Watch carefully the reservoir dries up, the oil spill spreads and the rainforest disappears.
Today, Google announced a new 3D time-lapse function in his Google earth Platform. It allows users to navigate to any location on the globe and press play to watch the geographic shift. The timeline goes back 37 years, from 1984 to today. Each time-lapse frame is taken from a year of imagery. While playback is in progress, users can move the camera position to see the changing landscape from different angles.
The project is the result of a collaboration between Google, NASA, the US Geological Survey, the European Commission and the European Space Agency. Interactive video combines satellite imagery from NASA Landsat program and the Copernicus Project, both intended to provide near-continuous imagery of the planet’s surface. These resources, all mixed together, generate a staggering amount of data.

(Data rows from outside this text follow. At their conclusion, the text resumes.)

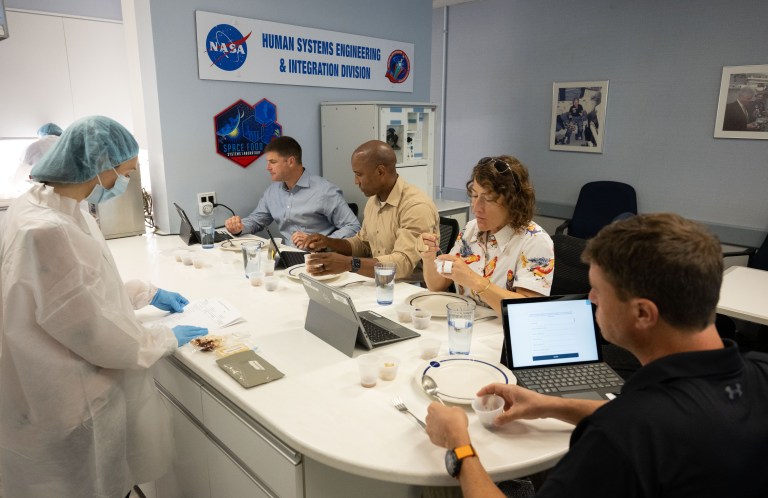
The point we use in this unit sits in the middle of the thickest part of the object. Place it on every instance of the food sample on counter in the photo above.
(207, 343)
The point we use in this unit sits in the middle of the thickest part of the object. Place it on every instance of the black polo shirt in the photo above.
(689, 424)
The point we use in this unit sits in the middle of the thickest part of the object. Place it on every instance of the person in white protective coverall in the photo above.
(79, 413)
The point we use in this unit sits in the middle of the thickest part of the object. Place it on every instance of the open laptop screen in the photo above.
(556, 330)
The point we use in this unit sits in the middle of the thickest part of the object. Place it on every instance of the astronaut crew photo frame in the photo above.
(578, 116)
(742, 108)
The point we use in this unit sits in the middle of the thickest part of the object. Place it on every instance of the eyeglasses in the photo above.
(500, 166)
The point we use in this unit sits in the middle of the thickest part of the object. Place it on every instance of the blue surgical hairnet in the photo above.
(87, 147)
(49, 129)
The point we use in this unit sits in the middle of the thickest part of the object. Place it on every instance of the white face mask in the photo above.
(100, 194)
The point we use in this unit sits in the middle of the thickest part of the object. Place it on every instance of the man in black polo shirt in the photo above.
(693, 421)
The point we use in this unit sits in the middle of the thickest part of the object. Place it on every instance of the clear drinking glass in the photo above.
(460, 319)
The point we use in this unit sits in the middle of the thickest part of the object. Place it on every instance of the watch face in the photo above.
(452, 463)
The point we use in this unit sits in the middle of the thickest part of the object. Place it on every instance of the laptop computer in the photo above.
(191, 236)
(333, 318)
(552, 345)
(286, 258)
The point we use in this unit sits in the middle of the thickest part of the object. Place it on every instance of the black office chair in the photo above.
(449, 231)
(749, 336)
(599, 203)
(571, 274)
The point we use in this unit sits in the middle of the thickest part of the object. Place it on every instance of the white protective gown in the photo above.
(79, 412)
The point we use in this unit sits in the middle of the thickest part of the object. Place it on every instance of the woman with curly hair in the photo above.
(502, 253)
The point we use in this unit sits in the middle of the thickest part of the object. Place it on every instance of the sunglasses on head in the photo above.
(500, 166)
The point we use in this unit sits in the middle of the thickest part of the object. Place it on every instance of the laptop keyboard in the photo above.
(569, 378)
(377, 334)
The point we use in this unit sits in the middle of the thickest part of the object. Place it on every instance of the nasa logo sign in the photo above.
(243, 131)
(398, 67)
(226, 47)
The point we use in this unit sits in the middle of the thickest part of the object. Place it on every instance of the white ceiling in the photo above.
(436, 4)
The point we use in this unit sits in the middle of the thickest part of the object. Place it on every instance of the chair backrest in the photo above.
(449, 231)
(571, 274)
(759, 259)
(597, 206)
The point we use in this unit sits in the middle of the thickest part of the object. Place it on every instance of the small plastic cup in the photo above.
(256, 278)
(429, 348)
(388, 368)
(404, 313)
(308, 266)
(268, 265)
(271, 283)
(421, 318)
(488, 407)
(368, 365)
(187, 258)
(207, 234)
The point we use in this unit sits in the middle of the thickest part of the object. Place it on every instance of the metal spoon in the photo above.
(430, 387)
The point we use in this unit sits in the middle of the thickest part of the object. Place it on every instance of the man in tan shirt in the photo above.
(395, 216)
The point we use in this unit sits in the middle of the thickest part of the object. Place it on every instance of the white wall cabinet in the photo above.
(346, 125)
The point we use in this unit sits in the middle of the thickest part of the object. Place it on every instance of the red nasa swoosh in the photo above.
(236, 42)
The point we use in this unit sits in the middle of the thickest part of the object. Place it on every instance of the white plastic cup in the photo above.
(384, 274)
(404, 313)
(487, 408)
(251, 256)
(256, 278)
(460, 319)
(268, 265)
(388, 367)
(421, 319)
(271, 283)
(368, 365)
(207, 231)
(429, 348)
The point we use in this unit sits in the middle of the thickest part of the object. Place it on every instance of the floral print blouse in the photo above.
(509, 259)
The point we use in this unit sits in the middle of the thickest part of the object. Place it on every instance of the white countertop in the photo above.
(744, 294)
(319, 407)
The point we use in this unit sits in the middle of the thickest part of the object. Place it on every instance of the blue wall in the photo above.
(187, 104)
(664, 62)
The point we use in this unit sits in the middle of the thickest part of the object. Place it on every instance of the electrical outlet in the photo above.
(205, 203)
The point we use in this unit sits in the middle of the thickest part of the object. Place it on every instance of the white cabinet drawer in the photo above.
(269, 459)
(179, 382)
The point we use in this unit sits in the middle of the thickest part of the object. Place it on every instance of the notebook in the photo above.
(552, 346)
(332, 317)
(191, 236)
(287, 258)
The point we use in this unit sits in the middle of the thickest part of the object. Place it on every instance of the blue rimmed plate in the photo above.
(459, 378)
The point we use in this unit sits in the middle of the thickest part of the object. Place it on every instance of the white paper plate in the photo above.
(296, 270)
(435, 301)
(458, 378)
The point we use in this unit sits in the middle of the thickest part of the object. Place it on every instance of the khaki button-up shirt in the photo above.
(392, 229)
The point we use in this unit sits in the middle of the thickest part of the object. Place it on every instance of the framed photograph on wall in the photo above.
(742, 109)
(578, 116)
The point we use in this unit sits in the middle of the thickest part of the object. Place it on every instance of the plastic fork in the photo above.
(398, 403)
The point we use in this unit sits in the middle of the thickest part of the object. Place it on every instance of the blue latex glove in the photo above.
(169, 301)
(185, 333)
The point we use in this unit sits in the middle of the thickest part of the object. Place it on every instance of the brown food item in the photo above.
(207, 343)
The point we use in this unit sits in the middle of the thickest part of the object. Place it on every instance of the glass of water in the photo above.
(460, 319)
(385, 282)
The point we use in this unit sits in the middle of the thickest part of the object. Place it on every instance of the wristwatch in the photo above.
(355, 265)
(454, 457)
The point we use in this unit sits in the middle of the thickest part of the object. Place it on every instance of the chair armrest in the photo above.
(561, 229)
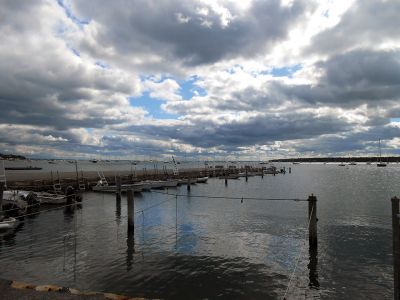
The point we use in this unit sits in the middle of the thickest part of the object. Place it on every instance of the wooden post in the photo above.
(396, 246)
(131, 209)
(77, 175)
(312, 218)
(1, 198)
(118, 191)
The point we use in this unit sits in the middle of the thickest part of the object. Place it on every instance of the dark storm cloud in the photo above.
(352, 79)
(257, 130)
(143, 26)
(365, 142)
(367, 24)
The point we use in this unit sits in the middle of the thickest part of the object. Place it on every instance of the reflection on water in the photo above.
(195, 248)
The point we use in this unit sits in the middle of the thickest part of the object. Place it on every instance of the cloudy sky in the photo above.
(202, 78)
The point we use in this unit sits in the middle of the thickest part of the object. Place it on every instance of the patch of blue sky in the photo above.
(102, 64)
(152, 106)
(189, 89)
(285, 71)
(67, 9)
(74, 51)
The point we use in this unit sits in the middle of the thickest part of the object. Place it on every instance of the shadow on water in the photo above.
(175, 276)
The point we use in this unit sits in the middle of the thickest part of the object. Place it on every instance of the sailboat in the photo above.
(380, 163)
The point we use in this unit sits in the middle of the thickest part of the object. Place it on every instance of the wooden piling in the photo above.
(396, 246)
(1, 198)
(312, 217)
(131, 210)
(118, 184)
(77, 175)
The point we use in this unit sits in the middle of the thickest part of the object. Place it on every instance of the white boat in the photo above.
(19, 199)
(136, 187)
(156, 184)
(50, 198)
(170, 183)
(202, 179)
(183, 181)
(8, 223)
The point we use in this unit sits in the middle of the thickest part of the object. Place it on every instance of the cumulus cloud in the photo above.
(243, 77)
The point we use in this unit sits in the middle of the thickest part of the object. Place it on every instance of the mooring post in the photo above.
(396, 246)
(77, 175)
(312, 217)
(118, 191)
(131, 209)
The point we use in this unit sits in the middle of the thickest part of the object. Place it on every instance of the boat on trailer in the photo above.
(8, 223)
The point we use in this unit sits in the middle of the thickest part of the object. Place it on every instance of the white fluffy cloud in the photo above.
(244, 77)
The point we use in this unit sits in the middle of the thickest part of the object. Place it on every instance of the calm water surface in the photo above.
(196, 248)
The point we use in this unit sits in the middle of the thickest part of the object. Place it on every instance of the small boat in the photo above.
(183, 181)
(271, 170)
(8, 223)
(202, 179)
(232, 176)
(51, 198)
(28, 168)
(19, 200)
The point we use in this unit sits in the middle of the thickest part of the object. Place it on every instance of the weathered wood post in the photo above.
(396, 246)
(312, 218)
(131, 209)
(118, 191)
(77, 175)
(1, 199)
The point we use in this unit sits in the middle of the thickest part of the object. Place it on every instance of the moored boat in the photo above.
(202, 179)
(8, 223)
(51, 198)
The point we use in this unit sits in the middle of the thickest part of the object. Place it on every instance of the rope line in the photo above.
(298, 257)
(232, 198)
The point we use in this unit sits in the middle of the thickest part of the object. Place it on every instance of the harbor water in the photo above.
(186, 247)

Google says the time-lapse feature relies on 20 petabytes of satellite imagery, combined to create a 4.4 terapixel (or 4.4 million megapixel) video that matches the surface of the globe.
This isn’t Google Earth’s first foray into repackaging time. In 2014, the company released a time-lapse tool in its Google Earth Engine. It wasn’t a feature of the Google Earth app itself, and it was limited to a top-down 2D perspective.
Google says this new 3D time-lapse is a way to provide more context on how humans have affected Earth. In the videos released by the company, shores are changing, glaciers are receding, ice caps are melting.